У каждого из них есть свой путь и есть путь у колонии имени Горького. Я ощущаю в своих руках многие начала этих путей, но как трудно рассмотреть в близком тумане будущего их направления, продолжения, концы. В тумане ходят и клубятся стихии, еще не побежденные человеком, еще не крещенные в плане и математике. И в нашем марше среди этих стихий есть своя эстетика, но эстетика цветов и парков уже не волнует меня.

Не волнует еще и потому, что подходит ко мне Мария Кондратьевна и спрашивает:

— Что это вы, папаша, грустите в одиночестве?

— Как же мне не грустить, когда меня все бросили, даже и вы?
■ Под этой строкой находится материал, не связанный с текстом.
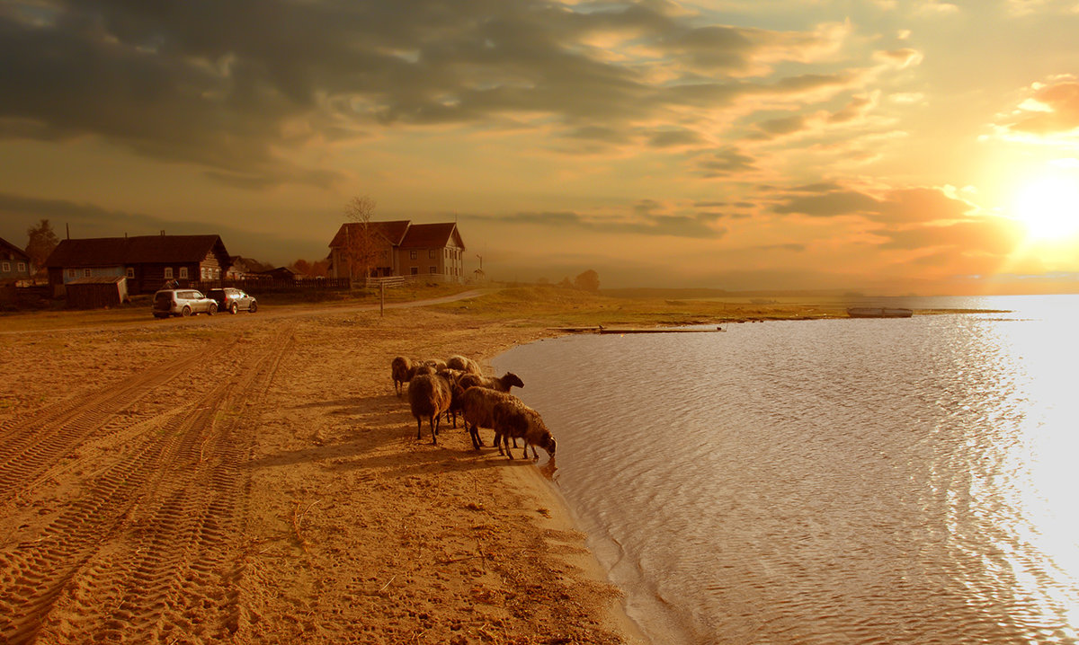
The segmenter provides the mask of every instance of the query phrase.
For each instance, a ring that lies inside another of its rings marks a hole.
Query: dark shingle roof
[[[218,235],[139,235],[136,237],[91,237],[62,239],[45,266],[111,266],[151,262],[200,262],[215,245]],[[221,245],[224,251],[224,245]]]
[[[450,242],[457,228],[454,222],[412,224],[401,241],[401,248],[441,248]]]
— Я рада вас утешить, я даже нарочно искала вас и выставки приданого не хотела без вас смотреть. Пойдемте.

В двух классах собрано все хозяйство Ольги. На выставке толпятся гости, сердитые, завистливые бабы поджимают губы и злобно-внимательно присматриваются ко мне. Они высокомерно обошли нашу невесту и женили своих сыновей на хуторских девчатах, а теперь оказывается, что самые заможние невесты были у них под боком. Я признаю их право относиться ко мне с негодованием.

Бокова говорит:

— Но что вы будете делать, если к вам сваты станут ходить толпами?

— Я застрахован, — отвечаю я, — наши невесты переборчивы.

Прибежал вдруг пацан, перепуганный насмерть:

— Едут!

Во дворе уже играют требовательный сигнал общего сбора. У вьезда вытянулся строй колонистов со знаменем и взводом барабанщиков, как полагается. Из-за мельницы показалась наша пара: лошади убраны красными ленточками, на козлах Братченко, тоже украшенный бантом. Мы отдаем салют молодым. Антон натягивает вожжи, и Оля радостно бросается мне на шею. Она волнуется, плачет и смеется и говорит мне:

— Вы же смотрите, не бросайте меня, а то мне уже страшно.

Мы начинаем маленький митинг. Мария Кондратьевна неожиданно умиляет меня: от имени наробраза она подносит молодым подарок — сельскохозяйственную библиотеку. Целую кучу книг приносят за нею два колониста на убранных цветами носилках.

После митинга мы ставим молодых под знамя и всем строем эскортируем их к столам. Им приготовлено почетное место, и сзади них останавливается знаменная бригада. Дежурный колонист заботливо меняет караул. Двадцать колонистов в белоснежных халатах начинают подавать пищу. Особый сводный отряд Таранца внимательно проводит глазами по линии карманов гостей и бесшумно спускает в Коломак несколько бутылок самогона, реквизированных с ловкостью фокусников и вежливостью хозяев.

Я сижу рядом с молодыми, по другую сторону от них Павел Иванович и Евдокия Степановна. Павел Иванович, строгий человек с бородкой Николая-чудотворца, тяжело вздыхает: то ли ему досадно отделять сына, то ли скучно смотреть на бутылку пива, ибо у него Таранец только что отнял самогон.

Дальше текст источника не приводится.